The idea that Japan may be on a trajectory toward sovereign insolvency is beginning to get consideration by the mainstream financial media, as is most evident in the Barron's article today, "The Endgame for Japan's Pyramid Scheme?"
That article expanded on the subject as it was presented two days earlier in The Telegraph.
There is nothing new about the contention that Japan is on an insolvency trajectory, or even that it may already be terminally insolvent. I've discussed the issue in numerous columns for the past several years.
The idea of a Japanese sovereign insolvency, however, has never been considered seriously by any government or financial sector leaders in the world -- at least publicly.

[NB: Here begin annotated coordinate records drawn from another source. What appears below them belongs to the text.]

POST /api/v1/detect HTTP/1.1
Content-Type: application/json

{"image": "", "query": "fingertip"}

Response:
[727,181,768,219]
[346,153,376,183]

The conventional belief has always been that the Japanese economy would eventually return to growth somehow, which would also bring with it a level of inflation that would allow the sovereign debt to shrink as a percentage of GDP and its servicing as a percentage of tax receipts.

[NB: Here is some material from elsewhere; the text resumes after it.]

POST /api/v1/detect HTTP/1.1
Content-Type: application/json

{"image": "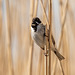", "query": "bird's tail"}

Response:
[52,47,65,61]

As a result, there's never been serious consideration by governments and financial industry leaders as to what a Japanese sovereign insolvency implies for the global capital markets outside Japan.
There are too many variables and ways of managing an insolvency to consider here; and they all have differing impacts on capital markets and asset classes.

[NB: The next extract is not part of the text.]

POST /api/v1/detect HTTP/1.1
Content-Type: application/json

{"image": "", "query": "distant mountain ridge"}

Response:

There are some issues we can anticipate, however.
The first is that as capital market participants' awareness of the insolvency trajectory for Japan increases, consideration for how it could impact other global assets will increase and along with it volatility across all of them.
Financial crises have traditionally followed a pattern of starting in the debt markets and then expanding to impact equities broadly, then banks specifically, and finally real estate.
It is logical that the same will occur this time.
As that process plays out, there will be a capital flight away from financial assets and to hard assets, which will propel all commodities higher but most probably have the biggest impact on precious metals, especially gold.
I'm not anticipating that this process is imminent, as awareness concerning the reality of Japan's sovereign debt issues is really just beginning to get real consideration by government and financial sector leaders.
I think it's important, however, for investors to be aware of what the trajectory of awareness implies for capital market action ahead of time.
As awareness of Japanese insolvency grows, the concern will shift toward when that will occur, what the capital market cues will be that it is imminent, and how the Japanese will absorb the necessary losses.
It could take many years for a crisis requiring insolvency and resolution to occur, but it could also start at any time.
It is also possible the process will occur over many months or even years before insolvency is actualized.
That would be similar to the approximately two years it took following the first surges in subprime residential mortgage defaults to metastasize into the bankruptcy of Lehman Brothers.
It's also possible, though, that the process could be almost instantaneous. That is, at some point the market, outside of the Bank of Japan, for Japanese government bonds crashes.
In such a scenario, it is probable that all of the world's asset exchanges and banks will be closed and transactions denied.
It would also be very difficult to determine the probability of such from capital market action and indicators.
However, it is probable that there will be market indications as the degree of awareness of the situation by capital owners increases.
That would also comport with the adage that going bankrupt occurs gradually and then suddenly.
Two indicators to easily monitor for increasing concerns by capital owners are the performance of DB Japanese Government Bond Futures ETN (JGBL) and the CurrencyShares Japanese Yen ETF (FXY).
As concerns about a Japanese sovereign insolvency increase, unless the Japanese government announces a plan to address the issue before a crisis erupts, capital owners globally will likely increase the percentage of their wealth held in hard assets, especially gold and gold miners.
That, too, could be considered a cue to the unspoken concerns capital owners have about the potential fallout from a Japanese insolvency.
Most importantly right now, though, is to be aware that Japan is terminally insolvent and that the primary first issue is when it will be actualized, not if.